If you wanted to know the meaning of a word, you would look it up in a dictionary. Now that often means looking it up online rather than in a physical book. But the dictionary remains to be a useful and simple tool. Look up a word alphabetically and find the definition(s) listed behind, along with other useful information such as its grammatical part of speech. It is a very simple and straight forward process.
But the simple, straight forward nature of dictionaries can be misleading in terms of meaning. Meaning is so much more than definition. There is history to be taken into account, along with connotations and context. Dictionary definitions do little to help this. Events and people give words new meaning. You often certain groups ‘hijacking’ words for their own purposes, associating them with different meanings. Many times, these are controversial groups giving words new meanings that a perceived to be negative by the general populous. But not always. Often these new meanings come about quite innocently. For example, people of various spiritual traditions often use the same vocabulary to speak about very different ideas. A southern Baptist and a New Ager may both talk about Jesus Christ, but they use that term with very different meanings. It is not done intentionally to spite another group, but nonetheless it can cause confusion and upset.
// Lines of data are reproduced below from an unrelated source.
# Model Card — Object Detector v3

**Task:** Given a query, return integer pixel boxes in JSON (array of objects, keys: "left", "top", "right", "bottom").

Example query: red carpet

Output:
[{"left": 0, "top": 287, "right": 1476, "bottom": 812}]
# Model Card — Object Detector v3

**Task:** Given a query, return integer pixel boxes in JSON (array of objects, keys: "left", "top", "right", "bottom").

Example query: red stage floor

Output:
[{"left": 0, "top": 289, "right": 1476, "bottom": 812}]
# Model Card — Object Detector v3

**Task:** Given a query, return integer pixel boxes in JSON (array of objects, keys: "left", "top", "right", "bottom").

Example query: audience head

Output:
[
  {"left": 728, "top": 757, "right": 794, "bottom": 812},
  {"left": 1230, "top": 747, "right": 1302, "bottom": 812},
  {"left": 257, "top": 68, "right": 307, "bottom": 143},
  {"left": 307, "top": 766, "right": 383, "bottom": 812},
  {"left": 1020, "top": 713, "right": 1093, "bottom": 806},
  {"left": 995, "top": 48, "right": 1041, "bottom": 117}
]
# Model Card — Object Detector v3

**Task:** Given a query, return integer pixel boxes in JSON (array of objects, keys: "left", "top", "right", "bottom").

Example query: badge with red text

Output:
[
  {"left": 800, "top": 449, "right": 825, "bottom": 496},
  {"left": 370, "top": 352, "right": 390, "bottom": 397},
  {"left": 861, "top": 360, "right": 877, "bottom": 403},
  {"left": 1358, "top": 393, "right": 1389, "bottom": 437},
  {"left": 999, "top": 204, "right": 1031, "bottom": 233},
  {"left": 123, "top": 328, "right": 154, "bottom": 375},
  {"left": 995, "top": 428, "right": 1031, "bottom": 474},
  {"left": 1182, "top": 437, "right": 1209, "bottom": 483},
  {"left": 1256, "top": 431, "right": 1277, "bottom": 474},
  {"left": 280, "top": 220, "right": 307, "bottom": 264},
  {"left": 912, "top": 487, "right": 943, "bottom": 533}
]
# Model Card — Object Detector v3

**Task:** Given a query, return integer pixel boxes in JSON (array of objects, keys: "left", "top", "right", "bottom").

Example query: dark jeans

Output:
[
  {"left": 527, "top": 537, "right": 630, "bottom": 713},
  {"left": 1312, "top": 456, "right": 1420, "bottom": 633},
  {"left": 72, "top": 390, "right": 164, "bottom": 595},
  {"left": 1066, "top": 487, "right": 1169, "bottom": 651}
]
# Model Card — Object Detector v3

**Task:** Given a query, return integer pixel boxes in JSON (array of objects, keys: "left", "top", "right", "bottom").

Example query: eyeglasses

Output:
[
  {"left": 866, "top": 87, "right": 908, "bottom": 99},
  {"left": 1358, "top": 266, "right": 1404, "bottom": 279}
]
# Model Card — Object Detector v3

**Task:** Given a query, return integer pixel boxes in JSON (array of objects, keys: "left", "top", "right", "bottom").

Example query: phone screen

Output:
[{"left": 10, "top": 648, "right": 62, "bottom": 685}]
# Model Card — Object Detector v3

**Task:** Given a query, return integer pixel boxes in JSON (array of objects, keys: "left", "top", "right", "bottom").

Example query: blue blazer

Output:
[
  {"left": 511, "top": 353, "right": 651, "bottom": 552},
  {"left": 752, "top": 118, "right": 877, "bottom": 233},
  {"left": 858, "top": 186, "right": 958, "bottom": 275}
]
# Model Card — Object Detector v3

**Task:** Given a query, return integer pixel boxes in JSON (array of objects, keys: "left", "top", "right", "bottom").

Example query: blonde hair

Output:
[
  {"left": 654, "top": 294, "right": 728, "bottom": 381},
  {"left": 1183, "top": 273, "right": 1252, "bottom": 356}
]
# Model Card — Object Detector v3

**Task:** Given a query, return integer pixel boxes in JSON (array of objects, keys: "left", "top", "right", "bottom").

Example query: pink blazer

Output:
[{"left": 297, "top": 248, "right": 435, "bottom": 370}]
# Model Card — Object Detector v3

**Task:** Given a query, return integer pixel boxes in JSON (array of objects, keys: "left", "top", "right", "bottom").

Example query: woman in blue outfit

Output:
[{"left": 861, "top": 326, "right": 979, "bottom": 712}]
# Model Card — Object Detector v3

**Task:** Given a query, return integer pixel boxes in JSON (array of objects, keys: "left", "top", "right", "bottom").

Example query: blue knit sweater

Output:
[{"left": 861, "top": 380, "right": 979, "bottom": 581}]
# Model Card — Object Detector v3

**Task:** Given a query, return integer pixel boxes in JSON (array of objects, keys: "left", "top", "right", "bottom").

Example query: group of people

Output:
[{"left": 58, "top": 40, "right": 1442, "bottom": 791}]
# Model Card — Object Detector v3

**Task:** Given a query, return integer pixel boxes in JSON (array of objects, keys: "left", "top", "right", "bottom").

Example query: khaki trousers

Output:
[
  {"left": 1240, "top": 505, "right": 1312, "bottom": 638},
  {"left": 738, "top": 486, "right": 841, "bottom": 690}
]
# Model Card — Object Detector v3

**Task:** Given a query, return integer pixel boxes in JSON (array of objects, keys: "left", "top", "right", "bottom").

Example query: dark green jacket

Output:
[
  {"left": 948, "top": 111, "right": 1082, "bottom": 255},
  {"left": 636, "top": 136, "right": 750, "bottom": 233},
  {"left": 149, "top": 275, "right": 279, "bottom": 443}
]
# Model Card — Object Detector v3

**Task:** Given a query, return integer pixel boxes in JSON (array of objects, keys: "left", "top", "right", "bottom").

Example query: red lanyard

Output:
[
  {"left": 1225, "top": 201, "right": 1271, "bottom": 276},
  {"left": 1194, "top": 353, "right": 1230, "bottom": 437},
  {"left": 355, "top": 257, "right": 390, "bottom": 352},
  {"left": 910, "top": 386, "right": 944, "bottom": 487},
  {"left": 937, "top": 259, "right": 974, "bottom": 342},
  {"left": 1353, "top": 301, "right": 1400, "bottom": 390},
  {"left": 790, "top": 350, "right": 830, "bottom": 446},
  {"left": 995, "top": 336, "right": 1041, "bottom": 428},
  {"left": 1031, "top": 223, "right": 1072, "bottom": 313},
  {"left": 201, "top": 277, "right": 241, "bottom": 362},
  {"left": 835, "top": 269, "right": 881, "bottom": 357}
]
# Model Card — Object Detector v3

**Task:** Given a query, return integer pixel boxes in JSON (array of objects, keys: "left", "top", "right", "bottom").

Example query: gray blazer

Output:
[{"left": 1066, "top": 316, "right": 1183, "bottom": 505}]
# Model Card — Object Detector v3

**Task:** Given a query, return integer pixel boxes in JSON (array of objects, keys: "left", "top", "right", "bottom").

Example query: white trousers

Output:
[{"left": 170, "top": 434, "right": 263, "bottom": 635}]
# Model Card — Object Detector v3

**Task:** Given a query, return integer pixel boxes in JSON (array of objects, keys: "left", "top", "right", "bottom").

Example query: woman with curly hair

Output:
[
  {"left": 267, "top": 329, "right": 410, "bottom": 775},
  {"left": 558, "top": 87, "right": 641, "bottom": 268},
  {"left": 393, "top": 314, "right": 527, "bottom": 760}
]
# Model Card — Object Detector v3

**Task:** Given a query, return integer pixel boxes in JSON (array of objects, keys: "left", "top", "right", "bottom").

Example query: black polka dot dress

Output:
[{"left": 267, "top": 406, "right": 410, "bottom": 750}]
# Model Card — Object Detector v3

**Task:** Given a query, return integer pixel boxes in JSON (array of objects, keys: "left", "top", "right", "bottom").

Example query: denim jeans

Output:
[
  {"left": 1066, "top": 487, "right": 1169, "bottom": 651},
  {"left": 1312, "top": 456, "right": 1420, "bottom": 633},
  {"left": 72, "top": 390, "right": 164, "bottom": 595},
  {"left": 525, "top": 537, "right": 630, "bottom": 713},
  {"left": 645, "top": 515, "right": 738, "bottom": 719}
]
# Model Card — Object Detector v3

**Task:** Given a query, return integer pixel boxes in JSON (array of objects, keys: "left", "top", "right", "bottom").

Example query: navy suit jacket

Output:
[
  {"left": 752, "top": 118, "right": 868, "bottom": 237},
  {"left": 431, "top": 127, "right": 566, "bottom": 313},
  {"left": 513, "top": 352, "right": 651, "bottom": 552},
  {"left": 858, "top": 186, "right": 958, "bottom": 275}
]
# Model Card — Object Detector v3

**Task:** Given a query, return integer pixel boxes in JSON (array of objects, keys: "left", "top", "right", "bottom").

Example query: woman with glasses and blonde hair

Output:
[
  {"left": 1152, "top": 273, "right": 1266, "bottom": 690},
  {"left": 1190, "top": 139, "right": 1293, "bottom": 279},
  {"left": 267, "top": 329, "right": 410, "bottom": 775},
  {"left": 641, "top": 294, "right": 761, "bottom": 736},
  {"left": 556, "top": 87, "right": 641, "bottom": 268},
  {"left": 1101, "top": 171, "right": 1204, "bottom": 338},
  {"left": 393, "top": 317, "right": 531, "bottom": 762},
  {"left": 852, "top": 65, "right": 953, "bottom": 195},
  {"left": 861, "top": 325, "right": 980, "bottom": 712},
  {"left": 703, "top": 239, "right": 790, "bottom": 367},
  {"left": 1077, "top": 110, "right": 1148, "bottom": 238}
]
Can we continue to use ‘hijacked’ words, or those imbued with new meaning, according to their standard dictionary definitions? Or will they be tainted with their new meanings forever? If there is one thing this conundrum ensures it is that language is alive and meaning is not static. Instead it is perpetually changing. Together we shape language, and determine what meanings remain relevant and which become obsolete. Meaning changes but it isn’t fickle, it’s a powerful force that changes how we view and speak about our world. Let’s remember that as we choose how to address each other, what to publish, and what to listen to.